Quand nous subissons une contrariété ou une offense, portons-nous aussitôt le regard vers celui qui est saint afin d’implorer sa pitié pour l’autre comme pour nous ? Pas du tout, n’est-ce pas, nous sommes seulement contrariés et offensés, et nous concevons de la colère et de la haine pour celui qui en est la cause. Que faire alors, puisque nous ne pouvons guère compter sur nos sentiments qui sont mauvais, sinon confesser le Christ, le seul juste, qui nous regarde alors avec miséricorde comme il a regardé le publicain ? C’est ainsi qu’il nous justifie par la foi.

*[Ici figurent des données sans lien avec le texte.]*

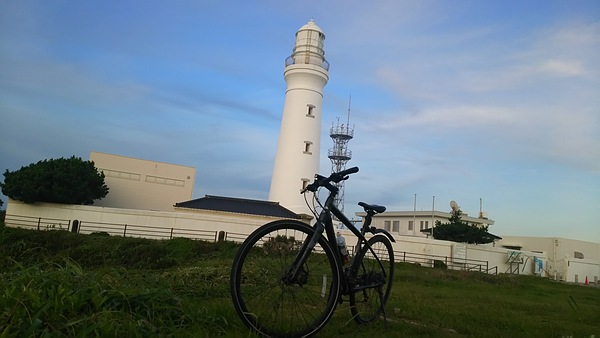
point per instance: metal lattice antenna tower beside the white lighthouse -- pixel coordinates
(340, 154)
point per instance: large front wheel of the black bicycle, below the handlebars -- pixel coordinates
(269, 303)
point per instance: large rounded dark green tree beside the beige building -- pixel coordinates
(67, 181)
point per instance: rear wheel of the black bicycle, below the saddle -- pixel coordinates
(366, 304)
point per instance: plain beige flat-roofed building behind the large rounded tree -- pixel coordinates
(142, 184)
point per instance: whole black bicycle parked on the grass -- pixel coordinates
(288, 277)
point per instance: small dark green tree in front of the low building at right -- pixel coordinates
(457, 230)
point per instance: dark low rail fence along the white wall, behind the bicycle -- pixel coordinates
(146, 231)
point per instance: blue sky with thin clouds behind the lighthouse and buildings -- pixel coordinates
(461, 100)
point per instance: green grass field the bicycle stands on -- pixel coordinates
(61, 284)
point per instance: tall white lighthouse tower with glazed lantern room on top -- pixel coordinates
(298, 150)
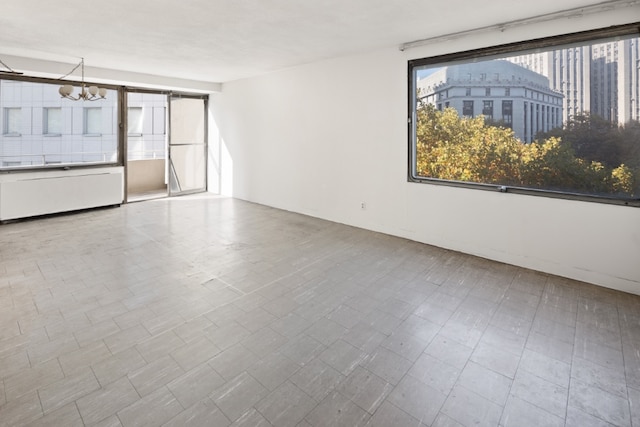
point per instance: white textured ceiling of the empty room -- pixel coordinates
(223, 40)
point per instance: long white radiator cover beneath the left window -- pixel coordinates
(26, 194)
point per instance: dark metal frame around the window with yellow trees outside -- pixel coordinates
(486, 53)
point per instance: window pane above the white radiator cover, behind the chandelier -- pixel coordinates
(42, 129)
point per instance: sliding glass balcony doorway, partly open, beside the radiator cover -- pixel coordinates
(166, 147)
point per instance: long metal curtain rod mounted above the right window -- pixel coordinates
(568, 13)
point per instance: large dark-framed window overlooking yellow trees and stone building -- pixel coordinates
(564, 131)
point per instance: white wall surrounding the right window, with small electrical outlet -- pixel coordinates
(320, 139)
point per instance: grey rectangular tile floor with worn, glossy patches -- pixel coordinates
(209, 311)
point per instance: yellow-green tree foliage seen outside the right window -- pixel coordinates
(457, 148)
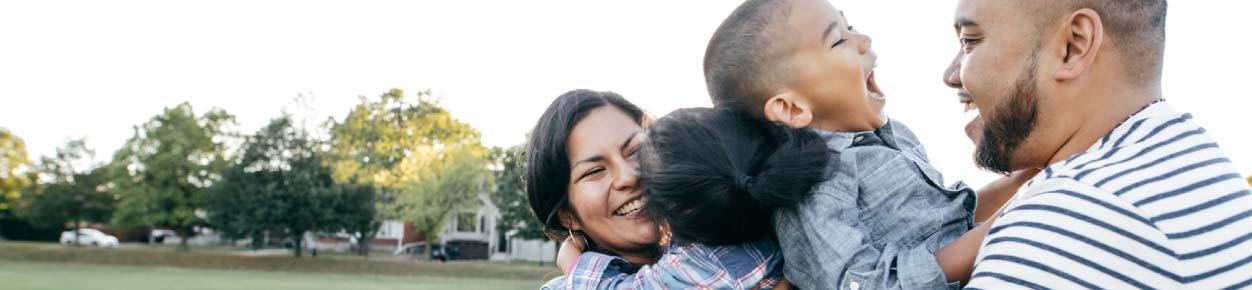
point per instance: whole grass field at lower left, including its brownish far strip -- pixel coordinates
(38, 266)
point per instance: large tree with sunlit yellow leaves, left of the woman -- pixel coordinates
(398, 148)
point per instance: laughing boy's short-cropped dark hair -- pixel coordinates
(746, 62)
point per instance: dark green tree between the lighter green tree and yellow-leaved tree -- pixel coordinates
(279, 184)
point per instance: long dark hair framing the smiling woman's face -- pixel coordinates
(548, 162)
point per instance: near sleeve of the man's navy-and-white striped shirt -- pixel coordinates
(1067, 234)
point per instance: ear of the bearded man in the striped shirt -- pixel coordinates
(1084, 36)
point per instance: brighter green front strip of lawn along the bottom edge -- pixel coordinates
(29, 276)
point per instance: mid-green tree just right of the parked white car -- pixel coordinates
(166, 169)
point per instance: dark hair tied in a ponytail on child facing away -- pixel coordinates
(717, 176)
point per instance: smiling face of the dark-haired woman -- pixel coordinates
(604, 184)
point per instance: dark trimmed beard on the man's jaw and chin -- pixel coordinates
(1008, 128)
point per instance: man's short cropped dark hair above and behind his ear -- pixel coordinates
(1136, 27)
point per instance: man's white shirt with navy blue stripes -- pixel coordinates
(1154, 206)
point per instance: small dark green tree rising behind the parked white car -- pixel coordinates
(76, 192)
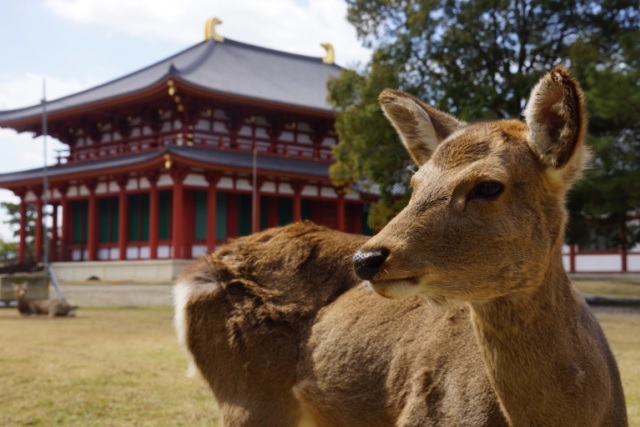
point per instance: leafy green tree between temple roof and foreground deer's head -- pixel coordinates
(474, 59)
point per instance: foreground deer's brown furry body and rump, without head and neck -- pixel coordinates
(280, 327)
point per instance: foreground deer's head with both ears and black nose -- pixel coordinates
(486, 216)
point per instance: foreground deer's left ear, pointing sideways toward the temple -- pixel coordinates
(420, 126)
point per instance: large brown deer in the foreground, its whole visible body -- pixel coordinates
(482, 326)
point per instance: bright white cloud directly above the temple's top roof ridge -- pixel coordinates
(280, 24)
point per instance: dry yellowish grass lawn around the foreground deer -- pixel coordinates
(123, 367)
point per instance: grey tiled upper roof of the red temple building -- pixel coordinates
(229, 68)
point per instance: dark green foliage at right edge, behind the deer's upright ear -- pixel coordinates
(611, 190)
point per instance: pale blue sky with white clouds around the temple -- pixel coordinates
(59, 47)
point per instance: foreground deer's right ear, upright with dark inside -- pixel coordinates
(557, 123)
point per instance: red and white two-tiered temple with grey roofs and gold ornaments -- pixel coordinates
(164, 164)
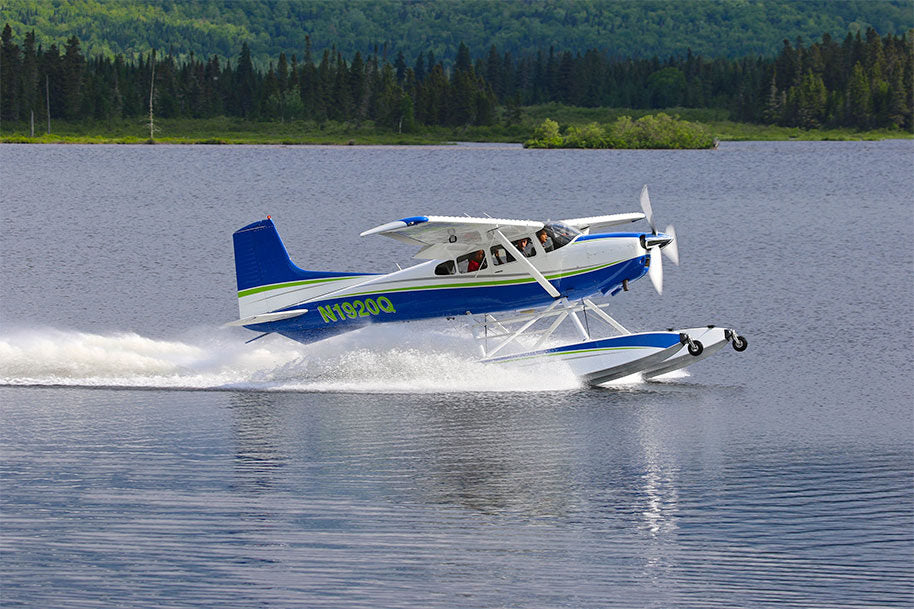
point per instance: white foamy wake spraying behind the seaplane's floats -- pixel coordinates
(377, 359)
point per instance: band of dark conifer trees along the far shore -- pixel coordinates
(865, 81)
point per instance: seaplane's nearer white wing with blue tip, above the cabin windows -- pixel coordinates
(450, 236)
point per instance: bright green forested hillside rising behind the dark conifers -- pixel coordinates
(622, 28)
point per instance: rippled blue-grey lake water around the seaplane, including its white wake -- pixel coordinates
(148, 457)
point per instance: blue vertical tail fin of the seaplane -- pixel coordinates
(261, 258)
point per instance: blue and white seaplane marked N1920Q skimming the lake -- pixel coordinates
(537, 276)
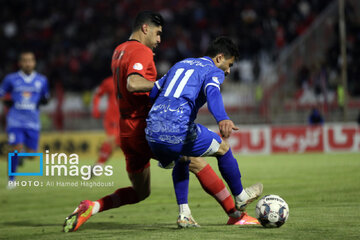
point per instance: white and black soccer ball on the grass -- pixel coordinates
(272, 211)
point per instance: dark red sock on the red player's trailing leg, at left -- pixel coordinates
(120, 197)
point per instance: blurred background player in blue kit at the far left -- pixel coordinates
(28, 90)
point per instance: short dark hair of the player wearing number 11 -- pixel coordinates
(223, 45)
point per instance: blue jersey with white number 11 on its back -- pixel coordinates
(180, 94)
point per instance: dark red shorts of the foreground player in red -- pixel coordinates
(137, 153)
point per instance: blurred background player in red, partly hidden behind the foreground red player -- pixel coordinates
(111, 118)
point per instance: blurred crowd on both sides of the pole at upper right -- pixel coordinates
(321, 82)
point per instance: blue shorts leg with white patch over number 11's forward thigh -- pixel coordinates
(207, 143)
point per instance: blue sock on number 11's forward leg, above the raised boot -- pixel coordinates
(230, 172)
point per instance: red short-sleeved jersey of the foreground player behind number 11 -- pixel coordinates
(132, 57)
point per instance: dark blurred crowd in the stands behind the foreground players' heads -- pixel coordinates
(74, 40)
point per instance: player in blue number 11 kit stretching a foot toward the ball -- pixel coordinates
(172, 133)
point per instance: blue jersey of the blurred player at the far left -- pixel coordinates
(26, 92)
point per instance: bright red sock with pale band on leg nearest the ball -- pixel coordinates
(214, 186)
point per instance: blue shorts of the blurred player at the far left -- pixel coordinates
(28, 137)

Bien sûr, si nous nous efforçons de prendre cette habitude, nous progressons en sainteté. Le Christ, en effet, est ressuscité pour nous sanctifier par le don de l’Esprit Saint. Ainsi, nous devenons « justes », accordés au cœur de Dieu comme lui-même l’est. Ce progrès peut être tel que nous parvenions à éviter d’offenser Dieu et le prochain, à nous acquitter de nos devoirs ordinaires, comme de donner à la quête et au Denier de l’Église, à pratiquer les prières, les jeûnes et les efforts de conversion nécessaires. Allons-nous retomber dans la tentation du pharisien ? Ce serait un cercle vicieux ! Mais il n’en est pas question. Car, d’abord, « le juste pèche sept fois par jour », ne l’oublions pas. Ensuite, à supposer que nous nous laissions sanctifier jusqu’à ressembler à la Vierge Marie, la toute sainte, nous serions alors capables comme elle de nous associer parfaitement à la rédemption accomplie par Jésus, son enfant.

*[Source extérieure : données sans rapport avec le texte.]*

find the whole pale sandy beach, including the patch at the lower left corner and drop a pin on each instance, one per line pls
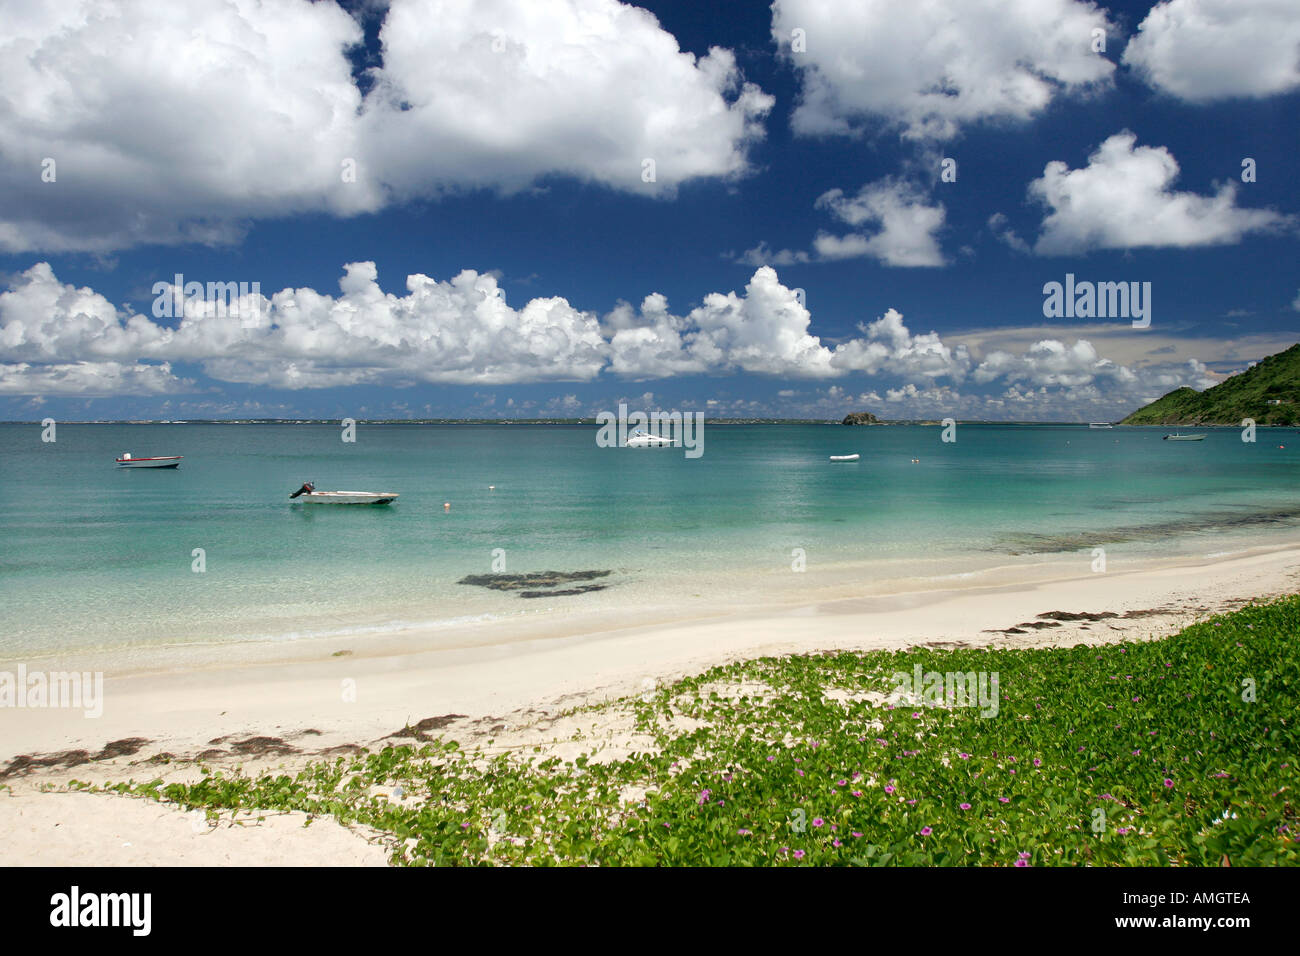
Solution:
(284, 715)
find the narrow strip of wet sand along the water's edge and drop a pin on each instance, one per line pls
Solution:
(769, 587)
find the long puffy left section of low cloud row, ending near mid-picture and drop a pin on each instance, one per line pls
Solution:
(461, 331)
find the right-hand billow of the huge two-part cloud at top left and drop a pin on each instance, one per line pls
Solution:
(497, 93)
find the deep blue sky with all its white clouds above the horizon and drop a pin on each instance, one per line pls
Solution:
(541, 209)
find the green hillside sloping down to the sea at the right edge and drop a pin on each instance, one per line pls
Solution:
(1268, 393)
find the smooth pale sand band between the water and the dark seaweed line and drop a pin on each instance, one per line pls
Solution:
(402, 681)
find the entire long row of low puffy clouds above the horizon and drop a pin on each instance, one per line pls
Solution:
(62, 340)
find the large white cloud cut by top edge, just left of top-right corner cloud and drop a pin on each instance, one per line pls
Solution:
(933, 66)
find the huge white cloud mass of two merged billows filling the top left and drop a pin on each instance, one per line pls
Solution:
(129, 123)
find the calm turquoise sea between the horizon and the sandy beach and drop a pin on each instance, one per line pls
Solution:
(96, 557)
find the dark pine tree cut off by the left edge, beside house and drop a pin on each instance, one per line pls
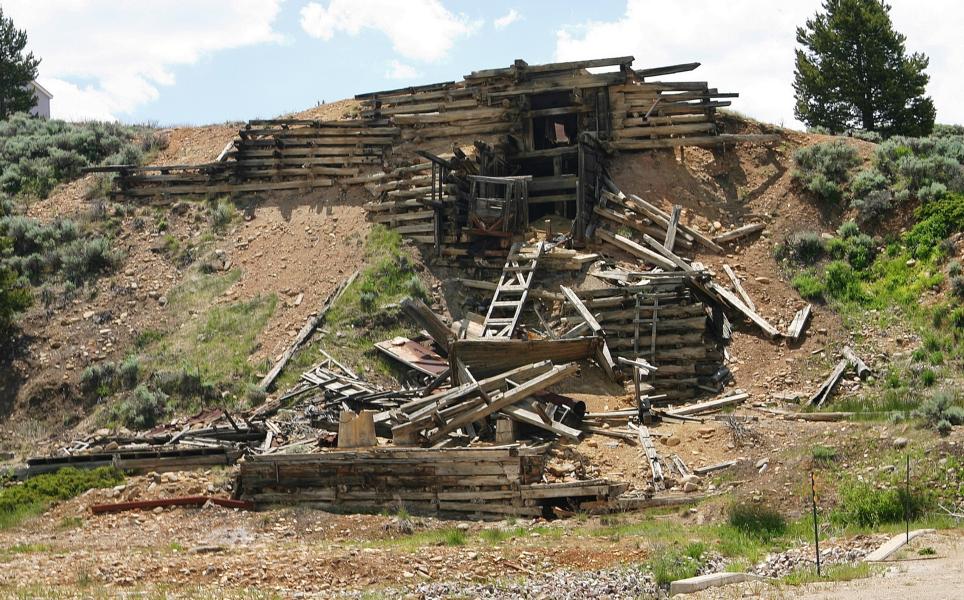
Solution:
(17, 69)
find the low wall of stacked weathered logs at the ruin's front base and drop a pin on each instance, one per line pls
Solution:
(484, 482)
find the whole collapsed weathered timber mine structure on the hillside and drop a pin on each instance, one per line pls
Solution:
(467, 169)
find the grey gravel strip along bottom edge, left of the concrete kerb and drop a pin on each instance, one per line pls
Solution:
(608, 584)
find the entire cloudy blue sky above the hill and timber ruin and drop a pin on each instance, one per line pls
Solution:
(179, 62)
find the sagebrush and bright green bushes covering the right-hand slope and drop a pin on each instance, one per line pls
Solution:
(910, 276)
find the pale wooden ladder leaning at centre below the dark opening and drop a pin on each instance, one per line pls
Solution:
(511, 292)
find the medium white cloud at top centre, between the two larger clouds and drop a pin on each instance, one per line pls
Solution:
(418, 29)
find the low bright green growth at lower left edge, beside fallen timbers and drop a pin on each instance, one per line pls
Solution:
(32, 497)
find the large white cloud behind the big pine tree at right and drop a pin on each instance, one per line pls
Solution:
(747, 46)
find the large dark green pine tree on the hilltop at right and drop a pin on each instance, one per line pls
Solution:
(853, 72)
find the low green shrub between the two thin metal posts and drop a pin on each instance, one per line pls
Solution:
(862, 504)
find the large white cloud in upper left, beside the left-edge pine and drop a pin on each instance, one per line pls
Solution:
(123, 52)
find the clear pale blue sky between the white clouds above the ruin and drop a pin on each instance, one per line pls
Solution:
(265, 80)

Lui, le Fils éternel, s’est anéanti en prenant notre condition d’homme, et il s’est abaissé jusqu’au rang des malfaiteurs en acceptant la mort sur la croix. C’est pourquoi Dieu l’a exalté. Par sa résurrection, il nous élève jusqu’à lui par le pardon lorsque nous nous reconnaissons pécheurs. De ce lieu élevé, nous devons avec lui nous abaisser jusqu’à ceux qui gisent dans le péché. Et c’est pourquoi il dit, en conclusion de la parabole d’aujourd’hui : « Qui s’élève sera abaissé, qui s’abaisse sera élevé. »

Accomplissons avec lui ce service des hommes qu’il est venu sauver. Alors nous ne nous tromperons pas sur notre relation avec Dieu quand nous confesserons dans l’Eucharistie que nous sommes ses enfants bien-aimés par la grâce du baptême en son Fils et l’onction de l’Esprit Saint.